Carrollton, Georgia-based wire and cable products maker Southwire Co. LLC is now using cable spools and reels made from 100 percent reground, reclaimed and recycled plastic materials. The company, which can use up to 20 percent copper scrap when making the copper wire that goes inside its cables, reports that its recycled-content plastic effort equates to 10 million pounds [5,000 tons] of recycled plastic every year.
In its 2022 sustainability report, Southwire reported on a goal to use 100 percent recycled materials in its packaging by next year, stating, “In 2022, we supported this goal with an initiative out of our 12 for Life [program] to recover and reuse plastic reels,” says the company.
Reuse efforts for reels have proven useful, and Southwire noted that a vendor it work with, historically, would discard empty reels, many of which were still in good condition. “Now, we repurchase used reels from the vendor, buying them back at a greatly reduced cost. In 2022, our reels initiative enabled more than $200,000 in savings and helped Southwire divert 78,000 pounds [39 tons] of plastic from landfills.”

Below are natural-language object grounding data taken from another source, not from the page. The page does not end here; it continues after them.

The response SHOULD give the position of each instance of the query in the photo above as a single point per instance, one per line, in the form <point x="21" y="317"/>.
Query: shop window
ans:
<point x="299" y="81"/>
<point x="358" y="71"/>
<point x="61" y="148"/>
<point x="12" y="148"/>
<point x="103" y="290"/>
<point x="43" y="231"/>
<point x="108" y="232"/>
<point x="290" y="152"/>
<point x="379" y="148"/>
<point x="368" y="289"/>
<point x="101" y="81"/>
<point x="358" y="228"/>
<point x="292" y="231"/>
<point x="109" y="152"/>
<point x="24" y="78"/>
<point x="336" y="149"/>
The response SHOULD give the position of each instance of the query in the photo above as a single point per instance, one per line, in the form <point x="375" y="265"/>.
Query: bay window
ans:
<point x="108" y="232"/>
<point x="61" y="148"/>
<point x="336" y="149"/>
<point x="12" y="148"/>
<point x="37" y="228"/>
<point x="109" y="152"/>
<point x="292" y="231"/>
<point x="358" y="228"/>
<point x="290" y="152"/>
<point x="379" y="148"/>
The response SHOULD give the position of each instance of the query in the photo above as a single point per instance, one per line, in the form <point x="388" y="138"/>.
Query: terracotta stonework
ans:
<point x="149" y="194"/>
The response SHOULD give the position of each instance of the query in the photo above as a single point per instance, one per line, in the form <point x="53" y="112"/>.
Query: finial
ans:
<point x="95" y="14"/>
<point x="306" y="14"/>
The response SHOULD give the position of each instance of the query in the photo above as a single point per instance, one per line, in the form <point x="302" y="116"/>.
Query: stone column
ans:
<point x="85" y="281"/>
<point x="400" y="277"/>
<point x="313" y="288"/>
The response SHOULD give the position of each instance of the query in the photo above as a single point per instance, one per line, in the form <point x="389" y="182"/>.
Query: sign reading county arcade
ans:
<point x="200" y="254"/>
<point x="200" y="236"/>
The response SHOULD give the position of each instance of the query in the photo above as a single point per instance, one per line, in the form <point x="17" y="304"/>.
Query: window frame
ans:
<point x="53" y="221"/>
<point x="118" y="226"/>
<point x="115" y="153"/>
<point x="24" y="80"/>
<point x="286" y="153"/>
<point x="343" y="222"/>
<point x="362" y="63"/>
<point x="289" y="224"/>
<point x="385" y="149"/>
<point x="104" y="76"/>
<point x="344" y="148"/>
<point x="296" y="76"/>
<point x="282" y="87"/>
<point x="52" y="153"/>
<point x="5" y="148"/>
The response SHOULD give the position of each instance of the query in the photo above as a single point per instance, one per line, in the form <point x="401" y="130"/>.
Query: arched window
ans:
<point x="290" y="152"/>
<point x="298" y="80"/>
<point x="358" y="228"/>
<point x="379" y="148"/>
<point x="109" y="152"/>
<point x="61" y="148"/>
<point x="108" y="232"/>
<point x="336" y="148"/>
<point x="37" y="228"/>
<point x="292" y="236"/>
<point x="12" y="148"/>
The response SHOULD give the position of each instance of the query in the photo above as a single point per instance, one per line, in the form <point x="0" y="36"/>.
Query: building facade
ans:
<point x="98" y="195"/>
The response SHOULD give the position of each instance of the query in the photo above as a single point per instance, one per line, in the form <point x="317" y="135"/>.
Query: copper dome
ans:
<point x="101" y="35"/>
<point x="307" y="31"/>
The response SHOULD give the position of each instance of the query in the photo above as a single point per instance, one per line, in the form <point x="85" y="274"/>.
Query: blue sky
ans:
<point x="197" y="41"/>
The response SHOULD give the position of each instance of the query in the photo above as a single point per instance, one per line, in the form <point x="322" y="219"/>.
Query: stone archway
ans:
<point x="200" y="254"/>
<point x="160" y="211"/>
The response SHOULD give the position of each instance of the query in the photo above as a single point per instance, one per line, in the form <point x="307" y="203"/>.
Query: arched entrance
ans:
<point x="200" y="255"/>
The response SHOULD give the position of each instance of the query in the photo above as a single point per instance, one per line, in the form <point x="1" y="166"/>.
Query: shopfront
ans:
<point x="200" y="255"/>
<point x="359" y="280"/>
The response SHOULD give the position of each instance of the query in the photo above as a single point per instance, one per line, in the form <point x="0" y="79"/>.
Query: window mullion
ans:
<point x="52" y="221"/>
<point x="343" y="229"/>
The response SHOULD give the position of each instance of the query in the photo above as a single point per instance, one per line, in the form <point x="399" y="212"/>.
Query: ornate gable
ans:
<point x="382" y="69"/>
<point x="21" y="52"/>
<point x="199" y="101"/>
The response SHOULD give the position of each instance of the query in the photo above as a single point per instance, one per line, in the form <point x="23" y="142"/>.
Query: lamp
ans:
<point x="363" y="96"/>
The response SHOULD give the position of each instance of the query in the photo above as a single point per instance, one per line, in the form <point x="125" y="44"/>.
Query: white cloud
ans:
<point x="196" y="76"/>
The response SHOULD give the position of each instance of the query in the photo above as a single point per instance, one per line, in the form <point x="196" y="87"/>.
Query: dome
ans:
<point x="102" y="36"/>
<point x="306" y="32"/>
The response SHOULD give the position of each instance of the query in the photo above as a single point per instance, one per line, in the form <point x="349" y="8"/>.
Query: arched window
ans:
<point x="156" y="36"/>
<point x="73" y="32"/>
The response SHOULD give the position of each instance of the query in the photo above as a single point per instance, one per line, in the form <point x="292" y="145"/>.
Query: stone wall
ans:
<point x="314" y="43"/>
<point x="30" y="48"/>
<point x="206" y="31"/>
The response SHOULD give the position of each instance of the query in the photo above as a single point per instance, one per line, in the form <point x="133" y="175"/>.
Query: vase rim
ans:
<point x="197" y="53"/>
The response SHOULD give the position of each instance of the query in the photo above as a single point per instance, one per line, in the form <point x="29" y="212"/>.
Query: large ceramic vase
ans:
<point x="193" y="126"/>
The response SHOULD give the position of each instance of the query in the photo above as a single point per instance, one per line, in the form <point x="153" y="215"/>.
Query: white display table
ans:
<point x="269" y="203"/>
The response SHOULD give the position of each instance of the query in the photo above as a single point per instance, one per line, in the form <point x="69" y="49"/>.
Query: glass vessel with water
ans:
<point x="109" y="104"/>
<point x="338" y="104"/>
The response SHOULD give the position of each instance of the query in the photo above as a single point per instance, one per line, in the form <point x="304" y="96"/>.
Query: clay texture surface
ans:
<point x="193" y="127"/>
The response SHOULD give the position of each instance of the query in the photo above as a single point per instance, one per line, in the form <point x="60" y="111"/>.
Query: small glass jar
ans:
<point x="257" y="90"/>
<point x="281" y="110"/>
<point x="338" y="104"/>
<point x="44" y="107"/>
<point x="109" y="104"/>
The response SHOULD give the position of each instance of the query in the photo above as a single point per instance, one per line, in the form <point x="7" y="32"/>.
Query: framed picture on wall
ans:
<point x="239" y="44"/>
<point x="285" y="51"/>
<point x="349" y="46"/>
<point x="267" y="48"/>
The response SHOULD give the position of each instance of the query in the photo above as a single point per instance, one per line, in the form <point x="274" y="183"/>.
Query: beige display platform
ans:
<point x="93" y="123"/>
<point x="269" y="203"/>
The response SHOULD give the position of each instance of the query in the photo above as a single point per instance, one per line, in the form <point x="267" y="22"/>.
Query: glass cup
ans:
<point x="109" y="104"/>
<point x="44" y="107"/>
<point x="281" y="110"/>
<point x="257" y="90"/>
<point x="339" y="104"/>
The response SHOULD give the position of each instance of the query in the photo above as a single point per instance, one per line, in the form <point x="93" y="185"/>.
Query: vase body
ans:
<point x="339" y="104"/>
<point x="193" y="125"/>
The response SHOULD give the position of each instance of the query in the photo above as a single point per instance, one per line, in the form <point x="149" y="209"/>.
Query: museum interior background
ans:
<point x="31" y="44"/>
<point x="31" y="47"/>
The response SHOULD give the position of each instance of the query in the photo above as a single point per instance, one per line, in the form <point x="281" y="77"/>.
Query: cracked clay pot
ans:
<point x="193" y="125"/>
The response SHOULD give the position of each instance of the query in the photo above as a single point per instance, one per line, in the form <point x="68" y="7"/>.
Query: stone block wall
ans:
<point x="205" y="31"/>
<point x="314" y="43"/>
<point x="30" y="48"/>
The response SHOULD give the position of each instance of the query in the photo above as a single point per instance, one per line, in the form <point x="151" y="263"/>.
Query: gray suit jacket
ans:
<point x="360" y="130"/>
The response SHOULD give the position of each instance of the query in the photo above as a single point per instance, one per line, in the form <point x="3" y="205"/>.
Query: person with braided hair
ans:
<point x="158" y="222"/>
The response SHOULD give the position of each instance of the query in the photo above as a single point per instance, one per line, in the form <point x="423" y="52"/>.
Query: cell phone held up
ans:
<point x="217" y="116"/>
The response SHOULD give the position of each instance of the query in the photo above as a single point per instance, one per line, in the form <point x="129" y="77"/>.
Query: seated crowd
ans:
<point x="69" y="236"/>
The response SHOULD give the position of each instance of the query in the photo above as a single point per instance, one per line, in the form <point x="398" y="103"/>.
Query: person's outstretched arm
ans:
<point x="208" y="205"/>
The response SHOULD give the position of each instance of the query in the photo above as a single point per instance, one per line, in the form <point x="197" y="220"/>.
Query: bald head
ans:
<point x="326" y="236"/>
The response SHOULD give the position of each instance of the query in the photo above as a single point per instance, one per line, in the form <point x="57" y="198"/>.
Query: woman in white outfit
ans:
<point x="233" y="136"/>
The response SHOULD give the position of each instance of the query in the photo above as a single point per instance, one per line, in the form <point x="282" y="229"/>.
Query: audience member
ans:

On the copper front, the Southwire refinery uses “a solution system to break down large pieces of copper.” During that process, the solution flows over copper filter paper, which collects pieces of copper dust. That paper is sent to a metal recycling partner to recover the dust and “Southwire also sends all bare copper scrap back to our copper rod manufacturing plant in Carrollton, Georgia, where it can be melted down and reused.”